# Window caulk fumes?



## prettypixels (Apr 13, 2006)

We are in the middle of a pretty big home remodel, and just had all new windows installed on Sunday. The installers caulked around the edges of the windows as the final step before they left at around 3/4pm Sunday afternoon. Ever since I have not been able to sleep a wink in the house; the fumes are driving me crazy. Last night I finally took my dog and went to a hotel for the evening.







I don't sleep well in hotels, but I got at least a few hours! I have been keeping all the windows open as much as possible (luckily, we've been having a warm spell here in MD), fans blowing, etc, and the caulk is STILL giving off fumes.

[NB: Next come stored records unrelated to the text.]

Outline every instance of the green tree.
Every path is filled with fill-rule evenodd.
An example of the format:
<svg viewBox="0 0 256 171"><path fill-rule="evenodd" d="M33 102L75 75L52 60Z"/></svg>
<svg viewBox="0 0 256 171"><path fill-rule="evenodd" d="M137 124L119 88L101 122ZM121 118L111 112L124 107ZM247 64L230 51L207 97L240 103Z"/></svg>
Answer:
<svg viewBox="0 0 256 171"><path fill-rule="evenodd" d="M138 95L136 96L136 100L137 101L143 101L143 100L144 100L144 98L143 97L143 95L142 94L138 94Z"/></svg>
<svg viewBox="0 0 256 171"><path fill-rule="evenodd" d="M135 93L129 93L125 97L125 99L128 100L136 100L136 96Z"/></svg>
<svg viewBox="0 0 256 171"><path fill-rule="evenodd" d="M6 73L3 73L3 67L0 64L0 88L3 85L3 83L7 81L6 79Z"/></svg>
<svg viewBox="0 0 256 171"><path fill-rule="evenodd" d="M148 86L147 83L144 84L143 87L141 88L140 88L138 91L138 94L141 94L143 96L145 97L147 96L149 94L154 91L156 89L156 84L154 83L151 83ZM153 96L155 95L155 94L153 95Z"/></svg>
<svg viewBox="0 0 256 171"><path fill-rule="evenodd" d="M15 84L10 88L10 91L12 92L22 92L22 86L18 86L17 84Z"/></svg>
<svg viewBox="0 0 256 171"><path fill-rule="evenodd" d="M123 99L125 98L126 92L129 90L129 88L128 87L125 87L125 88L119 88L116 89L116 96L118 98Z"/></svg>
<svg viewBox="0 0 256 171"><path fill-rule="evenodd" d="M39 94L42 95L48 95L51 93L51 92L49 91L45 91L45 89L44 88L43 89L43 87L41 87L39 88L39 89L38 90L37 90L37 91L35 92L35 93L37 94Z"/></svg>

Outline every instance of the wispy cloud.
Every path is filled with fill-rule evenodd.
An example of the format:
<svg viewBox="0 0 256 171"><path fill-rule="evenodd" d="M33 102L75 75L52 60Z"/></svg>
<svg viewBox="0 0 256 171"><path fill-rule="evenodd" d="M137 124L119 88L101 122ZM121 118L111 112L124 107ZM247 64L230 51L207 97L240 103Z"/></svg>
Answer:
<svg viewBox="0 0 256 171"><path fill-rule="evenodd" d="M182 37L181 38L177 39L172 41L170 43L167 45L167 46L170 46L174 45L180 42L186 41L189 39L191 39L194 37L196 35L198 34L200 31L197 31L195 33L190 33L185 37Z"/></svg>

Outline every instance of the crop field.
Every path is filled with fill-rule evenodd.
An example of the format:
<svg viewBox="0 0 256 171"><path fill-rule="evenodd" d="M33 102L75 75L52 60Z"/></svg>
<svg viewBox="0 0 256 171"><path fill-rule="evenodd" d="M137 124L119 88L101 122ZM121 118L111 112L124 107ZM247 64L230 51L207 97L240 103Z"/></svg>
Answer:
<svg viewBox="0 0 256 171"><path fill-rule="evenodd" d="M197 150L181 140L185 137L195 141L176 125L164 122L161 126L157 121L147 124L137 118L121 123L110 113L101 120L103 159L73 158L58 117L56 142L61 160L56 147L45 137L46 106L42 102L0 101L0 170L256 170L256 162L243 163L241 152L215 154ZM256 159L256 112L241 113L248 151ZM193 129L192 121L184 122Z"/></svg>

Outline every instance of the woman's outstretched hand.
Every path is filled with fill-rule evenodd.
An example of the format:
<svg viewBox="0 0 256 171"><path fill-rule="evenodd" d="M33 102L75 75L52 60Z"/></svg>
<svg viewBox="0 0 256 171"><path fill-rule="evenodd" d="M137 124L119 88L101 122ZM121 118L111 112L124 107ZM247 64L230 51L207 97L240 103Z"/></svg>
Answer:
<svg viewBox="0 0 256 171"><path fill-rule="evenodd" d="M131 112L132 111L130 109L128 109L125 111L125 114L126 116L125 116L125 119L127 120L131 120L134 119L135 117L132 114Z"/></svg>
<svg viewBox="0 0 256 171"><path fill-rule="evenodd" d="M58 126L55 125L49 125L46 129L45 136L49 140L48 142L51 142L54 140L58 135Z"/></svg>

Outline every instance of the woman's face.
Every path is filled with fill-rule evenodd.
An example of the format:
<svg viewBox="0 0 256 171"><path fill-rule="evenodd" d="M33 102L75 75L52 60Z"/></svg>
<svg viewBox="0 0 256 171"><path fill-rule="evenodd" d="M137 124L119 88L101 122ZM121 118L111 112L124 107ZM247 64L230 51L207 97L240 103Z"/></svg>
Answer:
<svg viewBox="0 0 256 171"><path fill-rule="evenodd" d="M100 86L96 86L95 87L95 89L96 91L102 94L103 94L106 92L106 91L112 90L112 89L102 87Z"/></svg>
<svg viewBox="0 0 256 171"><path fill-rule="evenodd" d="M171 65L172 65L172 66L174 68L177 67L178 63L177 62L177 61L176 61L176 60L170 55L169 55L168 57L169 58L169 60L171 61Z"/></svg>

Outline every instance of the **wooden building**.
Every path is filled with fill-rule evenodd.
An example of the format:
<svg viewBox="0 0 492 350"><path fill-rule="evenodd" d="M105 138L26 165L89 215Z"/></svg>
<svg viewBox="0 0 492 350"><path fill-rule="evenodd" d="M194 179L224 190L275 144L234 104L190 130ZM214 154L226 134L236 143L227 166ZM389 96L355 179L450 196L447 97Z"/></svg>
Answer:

Anyone have any ideas for how I can speed this process along??? I am going to find out the type of caulk they used, hopefully in a few minutes if the installers call me back, but this is absolutely ridiculous. I feel like my house is poisoning me now














:


----------



## ASusan (Jun 6, 2006)

Oh, that sounds awful. I feel for you, as I can't STAND some smells, and fumes are the worst.

First, I'd open ALL the windows, even just crack them if you can.

and...

perhaps turn on the heat? If your heat is a "drying" type of heat, it may help the caulk cure faster.

and...stay out of the house as much as possible.


----------



## Catherine12 (May 15, 2006)

I have a tube of window and door caulk (acrylic latex plus silicone) lying around which is probably similar to what they used.

On the back it it says that it contains a substance "known to the state of California to cause cancer" (don't you just love how California is so much more knowledgeable than the rest of the country?) It says to use with adequate ventilation.

However, most of their warning applied to not breathing it in if you sand it, so just breathing the drying caulk fumes is probably not too bad. It shouldn't take more than a couple days for the scent to disperse.


----------



## jocelyndale (Aug 28, 2006)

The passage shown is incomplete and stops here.